Dalam bacaan pertama kita belajar banyak dari Ayub. Ia mengalami banyak kemalangan sehingga berani membuka mulut dan mengutuki hari kelahirannya. Ia berkata: “Biarlah hilang lenyap hari kelahiranku, dan malam yang mengatakan , ‘seorang anak laki-laki telah ada di dalam kandungan’. (Ayb 3:3). Ayub meratapi nasib hidupnya, penderitaan dan kemalangannya di hadirat Tuhan. Ia belum mengerti dengan baik rencana Tuhan di dalam hidupnya. Berbagai pertanyaan Ayub kepada Tuhan, adalah pertanyaan-pertanyaan kita semua yang masih mengembara di dunia ini.
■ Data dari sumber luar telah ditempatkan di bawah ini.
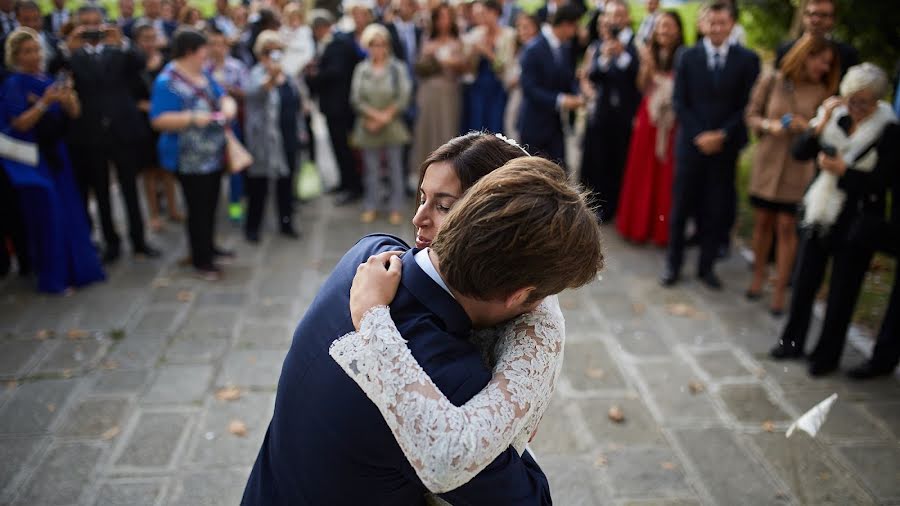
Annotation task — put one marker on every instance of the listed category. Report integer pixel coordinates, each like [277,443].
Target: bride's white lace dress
[448,445]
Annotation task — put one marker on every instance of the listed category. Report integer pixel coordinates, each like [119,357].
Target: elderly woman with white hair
[271,127]
[34,113]
[380,92]
[855,143]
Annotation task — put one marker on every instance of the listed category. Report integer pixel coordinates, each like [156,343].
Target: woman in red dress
[643,213]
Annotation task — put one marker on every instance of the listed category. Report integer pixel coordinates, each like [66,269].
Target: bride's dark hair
[472,156]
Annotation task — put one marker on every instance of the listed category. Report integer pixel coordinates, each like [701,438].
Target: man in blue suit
[712,86]
[327,443]
[549,86]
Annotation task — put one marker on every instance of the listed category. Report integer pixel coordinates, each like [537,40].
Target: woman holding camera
[191,110]
[35,110]
[781,105]
[271,128]
[854,141]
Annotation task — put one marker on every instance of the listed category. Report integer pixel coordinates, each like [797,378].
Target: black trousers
[92,171]
[201,195]
[12,226]
[886,355]
[849,266]
[257,190]
[339,131]
[703,185]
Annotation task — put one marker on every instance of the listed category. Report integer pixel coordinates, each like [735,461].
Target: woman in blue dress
[35,109]
[490,48]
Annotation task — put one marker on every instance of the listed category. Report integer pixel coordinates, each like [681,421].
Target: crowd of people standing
[166,94]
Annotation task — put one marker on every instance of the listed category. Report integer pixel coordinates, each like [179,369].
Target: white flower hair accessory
[511,142]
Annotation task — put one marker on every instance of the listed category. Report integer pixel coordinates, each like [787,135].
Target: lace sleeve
[448,445]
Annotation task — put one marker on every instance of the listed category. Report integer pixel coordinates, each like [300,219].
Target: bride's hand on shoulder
[375,284]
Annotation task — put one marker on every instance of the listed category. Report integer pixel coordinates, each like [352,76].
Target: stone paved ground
[108,396]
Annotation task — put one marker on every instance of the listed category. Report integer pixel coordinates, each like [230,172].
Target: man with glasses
[818,19]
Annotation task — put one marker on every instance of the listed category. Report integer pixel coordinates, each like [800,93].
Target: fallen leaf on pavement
[110,433]
[238,428]
[615,414]
[76,334]
[229,393]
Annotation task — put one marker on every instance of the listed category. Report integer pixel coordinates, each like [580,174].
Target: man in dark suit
[110,128]
[55,19]
[327,442]
[549,86]
[613,70]
[328,77]
[818,19]
[153,15]
[712,86]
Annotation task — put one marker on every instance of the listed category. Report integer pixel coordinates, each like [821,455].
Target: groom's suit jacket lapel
[432,296]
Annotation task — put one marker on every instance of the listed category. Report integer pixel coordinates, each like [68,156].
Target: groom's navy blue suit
[328,444]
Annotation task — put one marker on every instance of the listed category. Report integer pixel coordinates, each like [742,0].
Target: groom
[520,234]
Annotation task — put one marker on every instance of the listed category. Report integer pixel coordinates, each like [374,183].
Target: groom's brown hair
[521,225]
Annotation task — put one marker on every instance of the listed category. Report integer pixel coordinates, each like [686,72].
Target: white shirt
[424,260]
[711,51]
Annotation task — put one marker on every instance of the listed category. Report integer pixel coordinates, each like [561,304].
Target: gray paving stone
[727,471]
[209,323]
[62,475]
[17,356]
[117,493]
[878,465]
[120,382]
[751,404]
[93,417]
[645,471]
[571,481]
[801,462]
[34,406]
[252,368]
[209,488]
[71,356]
[556,434]
[846,420]
[265,335]
[14,453]
[721,364]
[213,445]
[637,428]
[153,441]
[588,366]
[668,386]
[179,384]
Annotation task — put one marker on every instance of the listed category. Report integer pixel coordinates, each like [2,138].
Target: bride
[448,445]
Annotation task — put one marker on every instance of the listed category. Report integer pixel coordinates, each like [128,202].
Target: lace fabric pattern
[448,445]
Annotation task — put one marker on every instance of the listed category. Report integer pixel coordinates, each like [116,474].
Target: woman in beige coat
[781,105]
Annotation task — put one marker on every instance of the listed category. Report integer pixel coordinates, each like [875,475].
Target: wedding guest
[713,80]
[271,129]
[613,71]
[56,227]
[109,128]
[438,96]
[156,179]
[643,212]
[819,17]
[490,49]
[856,146]
[781,105]
[548,86]
[329,78]
[191,110]
[379,93]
Masing-masing kita memiliki penderitaan dan kemalangan tersendiri. Namun satu hal yang indah dari hidup Ayub adalah, ia tetap berada di hadirat Allah dan berusaha untuk memahami rencana Allah dalam hidupnya.

Pada hari ini kita berusaha untuk menerima penderitaan dan kemalangan sebagai bagian dari hidup kita. Kita berusaha untuk mengikuti Kristus lebih dekat lagi dan berusaha untuk merasakan kasih-Nya.